Ces monstres ne sévissent pas à Paris, ni aux États-Unis d’Amérique, ces histoires tragiques se déroulent à Djibouti. Ces faits qui nous ont été contés par deux responsables de la Cellule d’écoute, d’information et d’orientation des femmes et des filles victimes de violences, mesdames Saharla Hassan Ali (coordinatrice) et Amina Goudaleh Gouda (assistante sociale) remontent à 2015. A travers ce témoignage, elles souhaitent alerter et interpeller les parents, les pouvoirs publics, mais aussi et surtout les jeunes filles sur les dangers et les risques qui les guettent…

Comment opèrent ces violeurs…
La première victime est une mineure, d’à peine 15 ans, inscrite en collège. Elle fréquente un petit ami majeur, qui conduit sa propre voiture. Ils sont ensemble depuis plusieurs mois et il vient régulièrement la récupérer à la sortie de son collège. S’estimant trop jeunes pour aller au delà du flirt, le sexe n’est pas au programme de leur relation. Mais il faut croire que son compagnon ne l’entendait pas de cette oreille. C’est ainsi que, comme à son habitude, il la récupère à la sortie du collège pour une petite promenade en voiture, en lui proposant de siroter un Fanta décapsulé, tout en profitant du paysage… La collégienne ignore que sa boisson a été droguée aux somnifères !
Tout d’un coup elle ouvre les yeux, elle ne comprend pas, elle a l’impression de sortir d’un sommeil profond, elle a un mal de tête et ne sait pas où elle est, tout est flou… Immédiatement elle prend conscience que quelque chose ne va pas. Elle a comme une sensation qu’il y a comme un trou noir, une perte de mémoire sur les derniers évènements. En jetant un œil sur sa montre elle ne comprend pas comment elle a pu être assoupie aussi longtemps. Rapidement elle en vient à s’inquièter de ses parents qui pourraient ne pas comprendre pourquoi elle n’est encore rentrée au domicile familial à une heure aussi tardive.
Son compagnon cherche à la rassurer en lui disant qu’elle s’est endormie et qu’il n’avait pas souhaité la déranger… Rentrée à son domicile, la jeune victime se dirige immédiatement à la salle de bain pour sortir de cette torpeur, calmer ce mal de tête infernal… En se déshabillant, elle constate qu’elle a eu une relation sexuelle à son insu, qu’elle a été déflorée… Effondrée, elle n’en revient pas, mais les faits sont évidents : elle a été violée ! Sa première réaction a été de faire disparaitre les traces de cette ignominie.
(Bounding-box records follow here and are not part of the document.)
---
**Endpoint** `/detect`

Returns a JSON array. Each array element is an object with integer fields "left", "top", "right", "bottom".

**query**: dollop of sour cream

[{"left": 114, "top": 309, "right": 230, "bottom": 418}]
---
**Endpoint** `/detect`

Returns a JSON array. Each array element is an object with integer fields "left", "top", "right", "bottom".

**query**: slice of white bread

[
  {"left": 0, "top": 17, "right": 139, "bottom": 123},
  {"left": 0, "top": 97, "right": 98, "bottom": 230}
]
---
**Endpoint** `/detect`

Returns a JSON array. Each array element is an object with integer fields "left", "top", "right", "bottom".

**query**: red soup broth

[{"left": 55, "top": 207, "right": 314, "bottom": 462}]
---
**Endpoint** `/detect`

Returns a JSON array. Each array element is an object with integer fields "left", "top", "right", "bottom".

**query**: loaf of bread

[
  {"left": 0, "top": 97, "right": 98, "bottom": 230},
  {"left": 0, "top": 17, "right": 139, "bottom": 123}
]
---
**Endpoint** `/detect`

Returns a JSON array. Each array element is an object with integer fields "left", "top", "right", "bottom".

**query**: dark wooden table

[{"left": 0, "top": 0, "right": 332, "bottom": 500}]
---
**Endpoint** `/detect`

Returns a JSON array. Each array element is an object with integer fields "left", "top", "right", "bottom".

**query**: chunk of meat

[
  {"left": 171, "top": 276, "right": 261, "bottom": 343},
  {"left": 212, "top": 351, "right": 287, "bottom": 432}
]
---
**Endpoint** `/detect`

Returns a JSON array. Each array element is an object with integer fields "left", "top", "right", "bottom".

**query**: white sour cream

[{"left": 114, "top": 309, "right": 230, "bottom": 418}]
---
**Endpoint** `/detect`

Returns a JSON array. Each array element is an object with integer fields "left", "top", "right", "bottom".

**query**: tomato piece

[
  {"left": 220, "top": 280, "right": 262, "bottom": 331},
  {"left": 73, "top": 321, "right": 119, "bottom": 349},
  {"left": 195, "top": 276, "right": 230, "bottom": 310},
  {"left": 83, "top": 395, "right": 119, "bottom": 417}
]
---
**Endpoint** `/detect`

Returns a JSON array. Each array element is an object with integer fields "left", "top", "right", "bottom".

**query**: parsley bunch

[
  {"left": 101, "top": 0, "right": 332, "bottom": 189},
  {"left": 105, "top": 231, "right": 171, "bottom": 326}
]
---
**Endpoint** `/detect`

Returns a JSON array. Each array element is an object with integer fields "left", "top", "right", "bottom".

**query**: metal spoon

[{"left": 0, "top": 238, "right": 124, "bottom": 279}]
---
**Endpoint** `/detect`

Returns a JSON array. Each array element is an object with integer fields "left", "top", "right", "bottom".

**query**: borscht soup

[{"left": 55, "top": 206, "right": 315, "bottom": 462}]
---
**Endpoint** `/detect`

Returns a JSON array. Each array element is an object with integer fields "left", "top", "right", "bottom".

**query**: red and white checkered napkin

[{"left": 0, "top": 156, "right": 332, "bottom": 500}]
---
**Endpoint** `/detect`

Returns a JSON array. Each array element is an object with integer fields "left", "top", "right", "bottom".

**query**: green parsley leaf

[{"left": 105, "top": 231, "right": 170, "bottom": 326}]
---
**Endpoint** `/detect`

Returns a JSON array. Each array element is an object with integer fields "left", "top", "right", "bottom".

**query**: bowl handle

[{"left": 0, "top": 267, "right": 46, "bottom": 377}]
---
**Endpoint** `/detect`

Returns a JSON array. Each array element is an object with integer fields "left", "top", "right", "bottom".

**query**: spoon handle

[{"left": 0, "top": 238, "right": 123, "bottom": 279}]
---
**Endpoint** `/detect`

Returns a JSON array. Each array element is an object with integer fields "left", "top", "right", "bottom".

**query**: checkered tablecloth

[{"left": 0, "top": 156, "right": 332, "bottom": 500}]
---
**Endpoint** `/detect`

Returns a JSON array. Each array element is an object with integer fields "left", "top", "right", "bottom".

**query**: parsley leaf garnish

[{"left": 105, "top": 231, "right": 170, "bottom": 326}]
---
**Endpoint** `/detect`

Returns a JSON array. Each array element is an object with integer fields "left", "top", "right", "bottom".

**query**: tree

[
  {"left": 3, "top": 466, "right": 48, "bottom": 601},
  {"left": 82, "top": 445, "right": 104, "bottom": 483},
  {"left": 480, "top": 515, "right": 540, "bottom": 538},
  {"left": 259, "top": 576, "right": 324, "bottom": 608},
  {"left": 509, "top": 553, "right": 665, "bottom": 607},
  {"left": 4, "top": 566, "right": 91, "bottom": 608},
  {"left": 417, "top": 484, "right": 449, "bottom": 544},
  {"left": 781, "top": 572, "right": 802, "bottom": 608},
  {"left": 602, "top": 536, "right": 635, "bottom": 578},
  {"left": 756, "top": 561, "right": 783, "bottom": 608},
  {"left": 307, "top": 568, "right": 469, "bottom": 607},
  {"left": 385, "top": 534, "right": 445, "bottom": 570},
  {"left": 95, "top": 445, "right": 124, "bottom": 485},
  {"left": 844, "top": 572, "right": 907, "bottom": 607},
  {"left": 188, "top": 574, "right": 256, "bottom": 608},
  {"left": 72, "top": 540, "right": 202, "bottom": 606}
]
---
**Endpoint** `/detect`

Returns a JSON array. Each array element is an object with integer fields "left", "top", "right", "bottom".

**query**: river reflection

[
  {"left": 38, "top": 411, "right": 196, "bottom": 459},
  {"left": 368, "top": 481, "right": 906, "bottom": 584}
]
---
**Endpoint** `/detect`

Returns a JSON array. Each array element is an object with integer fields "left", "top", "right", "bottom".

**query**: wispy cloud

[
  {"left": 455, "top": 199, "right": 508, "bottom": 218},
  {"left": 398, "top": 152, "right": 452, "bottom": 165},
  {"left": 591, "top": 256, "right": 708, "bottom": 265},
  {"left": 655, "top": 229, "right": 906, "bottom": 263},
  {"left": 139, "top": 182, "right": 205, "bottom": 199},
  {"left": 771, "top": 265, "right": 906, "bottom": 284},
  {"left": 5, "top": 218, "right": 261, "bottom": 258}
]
Il importait pour elle que ses parents n’en sachent rien ! Sans doute la peur d’être jugée, d’être accusée d’être à l’origine de ce malheur… Elle est dans une impasse, mais sa décision est prise : elle ne dévoilera cette atrocité à personne ! Elle préfère souffrir en silence pour préserver son « honneur ». Elle coupe bien évidemment les ponts avec son petit ami dans la foulée.

Une grossesse inattendue…
Cette triste histoire aurait pu en rester là ! Mais quatre mois plus tard la jeune fille ne peut plus cacher à sa mère qu’elle est enceinte… Affolée, la mère cherche de l’aide. Elle en trouve à la cellule d’écoute. Le violeur est convoqué à la cellule en présence des parents de la victime. Il nie le viol, et donc la paternité de l’enfant, mais reconnaît avoir été le « petit ami » de l’adolescente plusieurs mois. Les preuves du crime ayant été détruites, il n’a pas été possible de confondre le criminel. Cependant il sera condamné par la justice et emprisonné pour détournement de mineur… En effet faute de preuves, la justice ne peut aller plus loin ! L’adolescente meurtrie a du arrêter ses études, et la voilà fille-mère à 16 ans…
A la même époque, un autre cas similaire a été géré par nos deux militantes de la cause des femmes. Il s’agit cette fois-ci d’une jeune étudiante majeure, qui aurait subit la même agression par un homme d’âge mûr. Elle a été également droguée aux somnifères et est tombée enceinte. La cellule d’écoute et la gendarmerie n’ont malheureusement pas pu agir dans ce cas, puisque l’auteur du forfait a nié avoir utilisé des drogues dans une boisson. Il parle de relation sexuelle consentie entre deux adultes responsables et dément fermement l’avoir violée ! Ces prédateurs bénéficient dans leurs forfaits honteux de la « complicité » indirectement de leurs victimes… La peur de la famille, de ce que l’on pourrait dire, d’être stigmatisée par la société, fait que les personnes violées se refusent à dénoncer le crime qu’elles viennent de subir et préfèrent effacer toutes les traces visibles au plus vite. Ces atrocités ne sont révélées qu’en cas de grossesse.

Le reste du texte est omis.